C’è dittatura e controllo degli avversari politici, ma alla fine i soldi li devono spendere e come dicevano i latini, pecunia non olet, i soldi non puzzano. Mai, anche due mila anni dopo
Ma tecnicamente il nome era l’unico disponibile per la 21.gara del mondiale e quindi non deve stupire. Quello che invece molti dimenticano è che la F.1 spesso è stata l’anticamera del disgelo politico in molti paesi. Nel 1986 fu il GP d’Ungheria a far presagire che sarebbe cambiato qualcosa a livello internazionale, infatti tre anni dopo cadde il muro di Berlino con le conseguenze che conosciamo. La F.1 poi è sbarcata nei paesi asiatici e arabi. Nel 1999 in Malesia, altro regime che non si può definire democratico, eppure oggi gli scambi commerciali con la Malesia sono al massimo, senza dimenticare gli investimenti di Petronas in F.1 e nel centro ricerche di Villa Stellone alle porte di Torino. Il Barhain nel 2004 fu la prima a ospitare una gara nella regione, seguita cinque anni dopo da Abu Dhabi, ma anche Qatar e Dubai hanno avvenimenti internazionali. In Qatar oltre alla MotoGP ci saranno i prossimi mondiali di calcio, e le polemiche sui morti nei cantieri, sul regime regnante e altro ancora si sono sprecate, quindi non è solo la F.1 al centro delle polemiche.

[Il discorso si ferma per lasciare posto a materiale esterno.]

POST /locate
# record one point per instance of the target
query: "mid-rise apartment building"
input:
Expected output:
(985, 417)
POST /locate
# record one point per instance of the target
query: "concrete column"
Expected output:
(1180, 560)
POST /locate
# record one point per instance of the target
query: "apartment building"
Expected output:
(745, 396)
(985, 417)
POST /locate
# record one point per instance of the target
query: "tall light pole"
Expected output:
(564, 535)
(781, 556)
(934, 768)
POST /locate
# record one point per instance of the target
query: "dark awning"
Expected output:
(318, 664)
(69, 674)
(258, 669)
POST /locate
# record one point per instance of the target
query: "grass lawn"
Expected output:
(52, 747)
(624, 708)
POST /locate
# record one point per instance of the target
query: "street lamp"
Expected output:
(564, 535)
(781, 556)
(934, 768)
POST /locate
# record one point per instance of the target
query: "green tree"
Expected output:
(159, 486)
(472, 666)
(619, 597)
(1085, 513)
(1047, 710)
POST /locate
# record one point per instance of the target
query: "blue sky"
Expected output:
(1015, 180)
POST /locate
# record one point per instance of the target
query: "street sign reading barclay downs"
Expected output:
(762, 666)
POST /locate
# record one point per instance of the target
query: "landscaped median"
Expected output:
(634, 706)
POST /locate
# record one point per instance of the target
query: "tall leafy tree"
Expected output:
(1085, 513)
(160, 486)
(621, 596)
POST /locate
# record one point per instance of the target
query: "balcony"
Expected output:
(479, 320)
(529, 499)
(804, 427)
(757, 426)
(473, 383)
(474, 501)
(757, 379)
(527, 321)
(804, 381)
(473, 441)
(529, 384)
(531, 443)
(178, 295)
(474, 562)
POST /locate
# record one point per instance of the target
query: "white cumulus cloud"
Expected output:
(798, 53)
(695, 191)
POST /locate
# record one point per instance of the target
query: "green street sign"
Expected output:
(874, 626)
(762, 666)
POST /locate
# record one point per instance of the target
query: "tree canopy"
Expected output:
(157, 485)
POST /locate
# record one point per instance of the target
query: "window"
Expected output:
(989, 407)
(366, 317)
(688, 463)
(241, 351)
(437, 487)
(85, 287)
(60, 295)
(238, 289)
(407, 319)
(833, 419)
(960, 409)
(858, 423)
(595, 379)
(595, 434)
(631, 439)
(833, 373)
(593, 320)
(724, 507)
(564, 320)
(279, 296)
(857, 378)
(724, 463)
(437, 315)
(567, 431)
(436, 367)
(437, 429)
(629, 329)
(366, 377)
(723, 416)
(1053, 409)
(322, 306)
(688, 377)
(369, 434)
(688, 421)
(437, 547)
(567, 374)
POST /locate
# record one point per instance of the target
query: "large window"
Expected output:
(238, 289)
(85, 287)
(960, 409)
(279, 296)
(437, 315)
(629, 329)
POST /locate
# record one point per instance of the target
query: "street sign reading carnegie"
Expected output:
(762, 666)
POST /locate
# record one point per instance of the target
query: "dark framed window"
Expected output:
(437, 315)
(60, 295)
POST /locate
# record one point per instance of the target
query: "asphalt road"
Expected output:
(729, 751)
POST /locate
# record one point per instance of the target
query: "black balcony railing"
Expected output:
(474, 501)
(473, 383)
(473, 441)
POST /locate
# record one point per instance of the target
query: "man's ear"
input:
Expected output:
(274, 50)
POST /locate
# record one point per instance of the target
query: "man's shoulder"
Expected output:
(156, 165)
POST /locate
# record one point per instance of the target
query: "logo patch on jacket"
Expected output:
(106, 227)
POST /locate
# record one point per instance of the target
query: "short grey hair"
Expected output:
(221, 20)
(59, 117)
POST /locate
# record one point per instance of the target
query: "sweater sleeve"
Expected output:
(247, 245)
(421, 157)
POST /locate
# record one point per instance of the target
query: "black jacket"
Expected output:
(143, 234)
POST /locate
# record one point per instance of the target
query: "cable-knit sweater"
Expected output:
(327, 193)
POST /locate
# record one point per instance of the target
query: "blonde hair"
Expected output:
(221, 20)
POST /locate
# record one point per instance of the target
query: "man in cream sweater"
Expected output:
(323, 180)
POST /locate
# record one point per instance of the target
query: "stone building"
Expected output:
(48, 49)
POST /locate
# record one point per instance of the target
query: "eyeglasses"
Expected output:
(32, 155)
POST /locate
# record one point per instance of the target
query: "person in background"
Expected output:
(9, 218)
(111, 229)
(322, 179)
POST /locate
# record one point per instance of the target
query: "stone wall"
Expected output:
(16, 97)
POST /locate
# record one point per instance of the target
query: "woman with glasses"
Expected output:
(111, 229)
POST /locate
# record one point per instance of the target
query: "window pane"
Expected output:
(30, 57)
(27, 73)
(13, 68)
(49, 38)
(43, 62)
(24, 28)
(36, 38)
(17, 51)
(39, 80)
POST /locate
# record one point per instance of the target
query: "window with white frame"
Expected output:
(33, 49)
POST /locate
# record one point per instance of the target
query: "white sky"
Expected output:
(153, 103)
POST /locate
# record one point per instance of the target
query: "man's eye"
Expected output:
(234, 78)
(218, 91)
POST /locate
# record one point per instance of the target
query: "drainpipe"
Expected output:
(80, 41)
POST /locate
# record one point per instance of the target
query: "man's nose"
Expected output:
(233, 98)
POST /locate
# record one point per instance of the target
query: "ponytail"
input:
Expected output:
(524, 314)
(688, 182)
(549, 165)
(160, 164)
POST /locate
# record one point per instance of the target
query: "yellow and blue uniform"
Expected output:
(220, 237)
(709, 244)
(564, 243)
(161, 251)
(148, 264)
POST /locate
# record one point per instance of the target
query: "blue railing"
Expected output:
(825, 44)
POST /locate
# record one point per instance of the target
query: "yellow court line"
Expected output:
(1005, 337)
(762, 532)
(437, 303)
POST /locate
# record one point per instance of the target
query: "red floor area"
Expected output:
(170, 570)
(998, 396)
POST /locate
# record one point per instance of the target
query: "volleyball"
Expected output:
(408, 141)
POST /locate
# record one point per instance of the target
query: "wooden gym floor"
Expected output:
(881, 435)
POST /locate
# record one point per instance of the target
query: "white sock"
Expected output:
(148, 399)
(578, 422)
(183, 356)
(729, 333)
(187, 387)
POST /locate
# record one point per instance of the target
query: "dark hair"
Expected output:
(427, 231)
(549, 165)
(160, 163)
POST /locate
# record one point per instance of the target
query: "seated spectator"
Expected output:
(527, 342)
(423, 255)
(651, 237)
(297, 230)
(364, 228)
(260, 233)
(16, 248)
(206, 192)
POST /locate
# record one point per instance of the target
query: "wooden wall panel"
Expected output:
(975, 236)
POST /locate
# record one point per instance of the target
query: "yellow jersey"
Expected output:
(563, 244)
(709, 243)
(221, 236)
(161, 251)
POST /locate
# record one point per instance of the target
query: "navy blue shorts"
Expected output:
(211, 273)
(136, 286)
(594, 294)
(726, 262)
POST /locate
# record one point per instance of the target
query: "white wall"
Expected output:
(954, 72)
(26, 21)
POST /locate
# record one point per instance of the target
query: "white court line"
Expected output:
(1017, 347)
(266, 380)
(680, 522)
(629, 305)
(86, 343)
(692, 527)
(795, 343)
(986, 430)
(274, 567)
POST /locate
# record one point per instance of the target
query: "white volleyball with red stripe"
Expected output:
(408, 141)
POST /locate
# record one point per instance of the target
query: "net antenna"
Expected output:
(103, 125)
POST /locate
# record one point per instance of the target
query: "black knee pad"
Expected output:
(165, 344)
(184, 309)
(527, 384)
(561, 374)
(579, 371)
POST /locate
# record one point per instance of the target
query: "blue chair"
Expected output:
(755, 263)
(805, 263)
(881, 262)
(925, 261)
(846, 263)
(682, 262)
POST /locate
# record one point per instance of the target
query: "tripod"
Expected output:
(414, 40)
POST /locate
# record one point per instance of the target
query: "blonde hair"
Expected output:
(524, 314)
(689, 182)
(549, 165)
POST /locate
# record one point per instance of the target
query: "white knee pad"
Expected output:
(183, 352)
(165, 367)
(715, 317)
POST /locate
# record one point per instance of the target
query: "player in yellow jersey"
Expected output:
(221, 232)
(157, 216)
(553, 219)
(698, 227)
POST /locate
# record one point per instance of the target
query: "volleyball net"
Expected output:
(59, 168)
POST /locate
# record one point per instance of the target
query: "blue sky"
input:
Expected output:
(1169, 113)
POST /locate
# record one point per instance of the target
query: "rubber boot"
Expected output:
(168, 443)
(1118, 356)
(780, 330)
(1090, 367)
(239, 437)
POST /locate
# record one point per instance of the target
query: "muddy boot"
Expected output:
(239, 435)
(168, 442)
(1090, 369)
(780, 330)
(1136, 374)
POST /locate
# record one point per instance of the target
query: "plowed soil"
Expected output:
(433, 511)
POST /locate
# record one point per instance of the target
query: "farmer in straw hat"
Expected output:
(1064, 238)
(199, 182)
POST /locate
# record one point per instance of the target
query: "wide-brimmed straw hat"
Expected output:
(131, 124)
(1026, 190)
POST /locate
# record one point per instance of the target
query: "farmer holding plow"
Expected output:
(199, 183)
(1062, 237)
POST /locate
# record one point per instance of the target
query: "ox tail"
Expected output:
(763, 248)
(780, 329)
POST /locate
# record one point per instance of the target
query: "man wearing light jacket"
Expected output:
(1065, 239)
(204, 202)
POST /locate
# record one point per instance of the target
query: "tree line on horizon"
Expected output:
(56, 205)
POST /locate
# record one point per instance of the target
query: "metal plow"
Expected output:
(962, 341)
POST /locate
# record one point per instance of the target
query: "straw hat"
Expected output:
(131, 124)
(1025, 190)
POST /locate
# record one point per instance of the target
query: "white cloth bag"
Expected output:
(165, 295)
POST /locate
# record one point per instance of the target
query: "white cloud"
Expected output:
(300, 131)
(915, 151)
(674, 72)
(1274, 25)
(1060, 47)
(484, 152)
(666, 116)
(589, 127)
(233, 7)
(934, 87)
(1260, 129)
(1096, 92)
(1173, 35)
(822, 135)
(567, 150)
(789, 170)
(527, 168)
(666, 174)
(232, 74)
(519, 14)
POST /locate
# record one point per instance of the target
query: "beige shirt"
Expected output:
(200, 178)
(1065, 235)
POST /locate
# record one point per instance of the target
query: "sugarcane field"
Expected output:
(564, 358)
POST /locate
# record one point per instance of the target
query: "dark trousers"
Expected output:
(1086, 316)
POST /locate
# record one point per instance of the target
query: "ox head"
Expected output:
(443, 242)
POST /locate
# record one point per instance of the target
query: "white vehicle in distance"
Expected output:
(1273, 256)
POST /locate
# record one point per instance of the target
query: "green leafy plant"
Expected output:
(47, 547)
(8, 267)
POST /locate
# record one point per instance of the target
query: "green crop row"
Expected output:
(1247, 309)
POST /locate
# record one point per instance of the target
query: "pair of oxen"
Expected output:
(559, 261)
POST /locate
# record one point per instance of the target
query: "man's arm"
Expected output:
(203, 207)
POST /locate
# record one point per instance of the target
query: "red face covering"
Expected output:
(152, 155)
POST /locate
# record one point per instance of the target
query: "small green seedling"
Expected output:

La F.1 è rimasta l’unica vetrina internazionale a livello sportivo, visto che le olimpiadi e i mondiali di calcio si svolgono ogni quattro anni e per un periodo limitato di tempo.
Sempre nel 2004 fu la volta della Cina col GP a Shangai e alzi la mano chi parla di democrazia in Cina, oppure la prima volta della Corea e dell’India, con investimenti statali di altissimo livello. E come dimenticare la Russia col GP a Sochi, vetrina di Putin a tutti gli effetti e anche qui non si può parlare di democrazia in senso lato. E negli USA? Dopo Indianapolis si è finiti ad Austin, Texas, lo stato con la più alta percentuale di condanne a morte negli Stati Uniti, violazione dei diritti umani che la stessa Chiesa ha condannato all’ONU difendendo i valori della vita. La F.1 è un biglietto da visita unico per frequenza, ascolti televisivi e opportunità commerciali, questo lo hanno capito le nazioni in via di sviluppo, perché puoi avere tutti i regimi che vuoi, ma alla fine chi ha i soldi deve spenderli e guardando per le strade di Baku fra Audi, Mercedes e BMW (in dotazione alla polizia come se fossero utilitarie) lusso nelle boutique e prezzi elevati (ma la benzina costa 62 centesimi al litro, il gasolio 48…) la F.1 diventa opportunità per chi deve vendere e per chi deve comprare.
E in questo senso vanno spiegati gli investimenti di un tracciato cittadino (costava forse meno farne uno permanente ma in città, compreso il controsenso di un imbuto vicino al castello, rende meglio in TV per i turisti che attira) sui mezzi a disposizione e che solo un regime può garantire. Per cui, ribadendo un concetto già espresso: c’è dittatura e controllo degli avversari politici, ma alla fine i soldi li devono spendere e come dicevano i latini, pecunia non olet, i soldi non puzzano. Mai, anche due mila anni dopo.